In the US today, it seems that student-loan forgiveness is a complete disaster of misinformation and fine-print tricks. Take a look at the Public Service Loan Forgiveness (PSLF) program for a peek into what I mean when people have been vastly misled on the ease of loan forgiveness. To date, approximately 1,000 students have had their loans forgiven with more than 100,000 rejected. To reframe this, 99% of applications for forgiveness have been and are denied. Considering that most adults going to college have some amount of student loan debt upon graduation, that number is truly laughable. While it is great for those 1,000 students and their families, the bigger picture is that debt is a huge problem for so many students especially because the new “normal” is to have gone to college and obtained a degree for many fields. It’s not about students being “lazier” than in the past; the fact is tuition has been increasing exponentially over the years with no end in sight.

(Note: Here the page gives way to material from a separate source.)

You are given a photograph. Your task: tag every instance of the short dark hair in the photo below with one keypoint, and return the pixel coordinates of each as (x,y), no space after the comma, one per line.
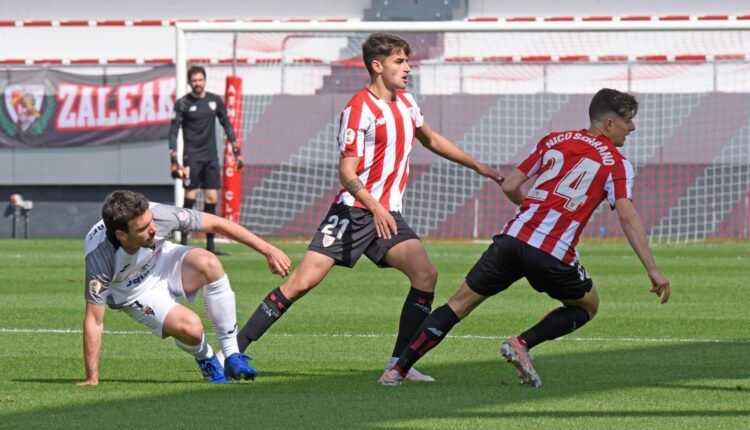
(378,46)
(193,70)
(122,206)
(608,100)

Healthcare workers, and others as well, should be entitled to at least a clear picture of what their futures mean for them in their chosen career paths. The uncertainty surrounding the financial aspects of all careers is a great cause of stress for many Americans. Healthcare professionals, at times of crisis especially, should only have to focus on their job and not whether or not they’ll be delinquent on loan payments while they risk their lives every day. It’s not a solution to have students fight through numerous phone calls with loan service providers (which are not exactly known for their courteous customer service) and jump through so many hoops just to have a chance at starting a family without a crippling amount of debt looming for the rest of their adult lives.